Nesse contexto, as restrições da lei estadual impugnada são adequadas, necessárias e proporcionais. Isso porque os policiais civis são agentes públicos armados cujas manifestações de apreço ou desapreço relativamente a atos da Administração em geral e/ou a autoridades públicas em particular podem implicar ofensa ao art. 5º, XVI, da CF/88, segundo o qual se reconhece a todos o direito de reunir-se pacificamente e “sem armas”.

Assim, cumpre conciliar esses valores constitucionais: de um lado, a liberdade de expressão dos policiais civis e, de outro, a segurança e a ordem públicas, bem como a hierarquia e a disciplina que regem as organizações policiais.

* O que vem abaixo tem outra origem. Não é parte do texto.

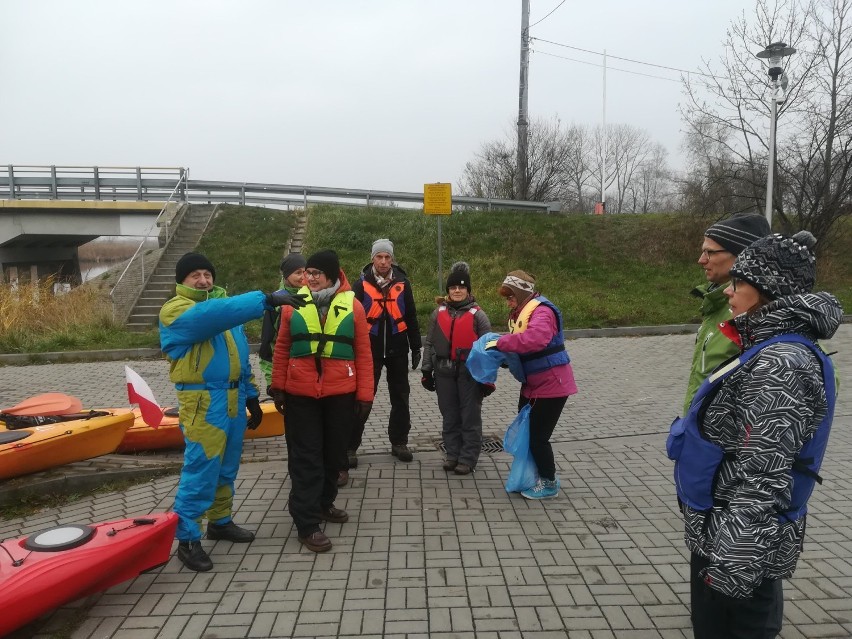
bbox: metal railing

Corroborando esse entendimento, a própria Convenção Americana de Direitos Humanos (Pacto de São José da Costa Rica, Decreto nº 678, de 6 de novembro de 1992), ao tratar da “Liberdade de Pensamento e de Expressão”, em seu artigo 13, enfatiza que o exercício desse direito deve assegurar a “proteção da segurança pública, da ordem pública, ou da saúde ou da moral públicas”:

ARTIGO 13

Liberdade de pensamento e de expressão

1. Toda pessoa tem o direito à liberdade de pensamento e de expressão. Esse direito inclui a liberdade de procurar, receber e difundir informações e ideias de qualquer natureza, sem considerações de fronteiras, verbalmente ou por escrito, ou em forma impressa ou artística, ou por qualquer meio de sua escolha.

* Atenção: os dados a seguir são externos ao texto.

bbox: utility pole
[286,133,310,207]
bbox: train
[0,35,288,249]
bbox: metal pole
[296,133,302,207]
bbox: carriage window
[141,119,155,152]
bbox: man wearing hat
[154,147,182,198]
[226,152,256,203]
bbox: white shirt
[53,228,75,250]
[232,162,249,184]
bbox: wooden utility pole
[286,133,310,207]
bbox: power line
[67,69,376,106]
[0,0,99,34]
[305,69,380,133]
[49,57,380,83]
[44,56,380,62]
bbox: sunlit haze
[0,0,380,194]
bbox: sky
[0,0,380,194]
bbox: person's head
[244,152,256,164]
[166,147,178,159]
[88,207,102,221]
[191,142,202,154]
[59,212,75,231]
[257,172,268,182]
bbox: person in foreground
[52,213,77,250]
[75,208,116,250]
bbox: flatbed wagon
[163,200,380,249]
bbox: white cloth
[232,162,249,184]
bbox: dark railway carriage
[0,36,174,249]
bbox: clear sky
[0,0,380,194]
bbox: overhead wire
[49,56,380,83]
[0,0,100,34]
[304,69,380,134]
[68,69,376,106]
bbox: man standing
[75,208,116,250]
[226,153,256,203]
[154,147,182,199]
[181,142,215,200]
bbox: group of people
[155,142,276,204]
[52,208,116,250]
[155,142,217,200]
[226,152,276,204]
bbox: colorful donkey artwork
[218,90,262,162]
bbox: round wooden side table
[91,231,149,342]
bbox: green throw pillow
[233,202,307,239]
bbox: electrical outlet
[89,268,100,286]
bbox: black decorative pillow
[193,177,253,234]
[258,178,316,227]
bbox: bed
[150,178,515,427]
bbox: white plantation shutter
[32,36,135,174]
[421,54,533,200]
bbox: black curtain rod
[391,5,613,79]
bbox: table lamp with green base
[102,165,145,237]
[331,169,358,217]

2. O exercício do direito previsto no inciso precedente não pode estar sujeito à censura prévia, mas a responsabilidades ulteriores, que devem ser expressamente previstas em lei e que se façam necessárias para assegurar:

a) o respeito dos direitos e da reputação das demais pessoas;

b) a proteção da segurança nacional, da ordem pública, ou da saúde ou da moral públicas.

 

Esse preceito é complementado pelo disposto nos artigos 15 e 16 da Convenção Americana de Direitos Humanos, os quais dispõem sobre o direito de reunião e a liberdade de associação nos seguintes termos:

ARTIGO 15

Direito de Reunião

É reconhecido o direito de reunião pacífica e sem armas. O exercício de tal direito só pode estar sujeito às restrições previstas pela lei e que sejam necessárias, numa sociedade democrática, no interesse da segurança nacional, da segurança ou da ordem públicas, ou para proteger a saúde ou a moral públicas ou os direitos e liberdades das demais pessoas.

ARTIGO 16

Liberdade de Associação

1. Todas as pessoas têm o direito de associar-se livremente com fins ideológicos, religiosos, políticos, econômicos, trabalhistas, sociais, culturais, desportivos, ou de qualquer outra natureza.

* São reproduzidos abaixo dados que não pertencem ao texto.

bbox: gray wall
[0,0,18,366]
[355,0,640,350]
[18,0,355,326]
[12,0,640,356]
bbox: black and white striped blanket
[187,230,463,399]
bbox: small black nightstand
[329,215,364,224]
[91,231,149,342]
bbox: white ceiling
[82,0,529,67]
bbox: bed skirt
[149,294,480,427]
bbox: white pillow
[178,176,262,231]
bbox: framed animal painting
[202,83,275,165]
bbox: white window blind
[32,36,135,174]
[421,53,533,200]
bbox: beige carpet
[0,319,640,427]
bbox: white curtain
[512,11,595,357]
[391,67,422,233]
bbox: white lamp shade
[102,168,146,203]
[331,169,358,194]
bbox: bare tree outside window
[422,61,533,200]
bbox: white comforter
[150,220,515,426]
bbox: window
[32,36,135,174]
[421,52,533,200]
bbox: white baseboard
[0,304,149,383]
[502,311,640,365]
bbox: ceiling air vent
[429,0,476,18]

2. O exercício de tal direito só pode estar sujeito às restrições previstas pela lei que sejam necessárias, numa sociedade democrática, no interesse da segurança nacional, da segurança ou da ordem públicas, ou para proteger a saúde ou a moral públicas ou os direitos e liberdades das demais pessoas.

3. O disposto neste artigo não impede a imposição de restrições legais, e mesmo a privação do exercício do direito de associação, aos membros das forças armadas e da polícia.

 

Em outra oportunidade, o STF considerou que é inconstitucional o exercício do direito de greve direito constitucional que está indissociavelmente ligado à liberdade de expressão por parte de policiais civis e demais servidores que atuem diretamente na área de segurança pública:

O exercício do direito de greve, sob qualquer forma ou modalidade, é vedado aos policiais civis e a todos os servidores públicos que atuem diretamente na área de segurança pública.

É obrigatória a participação do Poder Público em mediação instaurada pelos órgãos classistas das carreiras de segurança pública, nos termos do art. 165 do CPC, para vocalização dos interesses da categoria.

STF. Plenário. ARE 654432/GO, Rel. orig. Min. Edson Fachin, red. p/ o ac. Min. Alexandre de Moraes, julgado em 5/4/2017 (Repercussão Geral – Tema 541) (Info 860).

 

Em suma:

 

Com base nesse entendimento, o Plenário, por unanimidade, considerou recepcionados pela Constituição Federal de 1988 os incisos IV e V do art. 31 da Lei nº 6.425/1972 do Estado de Pernambuco e, por conseguinte, julgou improcedente o pedido formulado na ADPF.